Goldman Sachs Group Inc. expects commodity prices to decline this year even after precious metals and crop prices rallied on Ukraine tension and weather concerns.
The S&P GSCI Enhanced Commodity Index may drop 4 percent in the next 12 months from a 4.3 percent decrease predicted in February, analysts led by Jeffrey Currie wrote in a report dated yesterday. Precious metals will decline 15 percent, compared with a 14 percent retreat forecast in February, it said. Agriculture prices will drop 10 percent, from February’s estimate of a 9 percent loss, it said.
Gold rose 10 percent in 2014, rebounding from the biggest drop since 1981, as unrest in Ukraine and concerns the global recovery may be uneven boosted demand for a haven. Tensions in Ukraine also contributed to corn’s 20 percent jump this year on speculation supply may be disrupted and dry weather in the U.S. pushed wheat 12 percent higher. The six-month rolling correlation of commodities and equities returns has averaged 23 percent this year, the lowest since 2008, Goldman says.

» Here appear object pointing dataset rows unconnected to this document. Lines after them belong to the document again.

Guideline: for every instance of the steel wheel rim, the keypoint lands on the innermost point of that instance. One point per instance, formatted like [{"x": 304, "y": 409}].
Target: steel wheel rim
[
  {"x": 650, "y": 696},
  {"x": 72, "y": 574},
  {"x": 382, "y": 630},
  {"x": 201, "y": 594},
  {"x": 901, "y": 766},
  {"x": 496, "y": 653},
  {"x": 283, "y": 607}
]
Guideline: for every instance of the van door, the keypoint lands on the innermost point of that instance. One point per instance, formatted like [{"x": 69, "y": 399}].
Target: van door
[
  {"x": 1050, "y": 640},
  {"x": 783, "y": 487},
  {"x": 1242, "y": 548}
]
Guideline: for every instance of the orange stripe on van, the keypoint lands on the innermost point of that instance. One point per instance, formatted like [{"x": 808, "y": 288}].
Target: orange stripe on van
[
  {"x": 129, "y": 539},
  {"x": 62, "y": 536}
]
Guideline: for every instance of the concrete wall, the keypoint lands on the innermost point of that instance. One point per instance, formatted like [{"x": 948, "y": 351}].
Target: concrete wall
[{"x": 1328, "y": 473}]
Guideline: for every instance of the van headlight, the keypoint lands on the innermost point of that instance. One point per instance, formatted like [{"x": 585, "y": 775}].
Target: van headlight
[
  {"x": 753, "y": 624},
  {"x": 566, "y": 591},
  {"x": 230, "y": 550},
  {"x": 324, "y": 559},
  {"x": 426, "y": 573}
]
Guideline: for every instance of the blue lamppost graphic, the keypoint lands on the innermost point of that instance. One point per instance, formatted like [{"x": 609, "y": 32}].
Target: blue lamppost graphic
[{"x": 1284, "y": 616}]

“Since the beginning of the year, transient events including cold weather, Chinese credit concerns and tensions in Crimea have driven commodity prices,” Goldman said. “Although these drivers are transient in nature, they are idiosyncratic, which has helped to drive down the correlations not only with other asset classes but also within the commodity space itself, reinforcing the diversifying component of the strategic investment case for commodities.”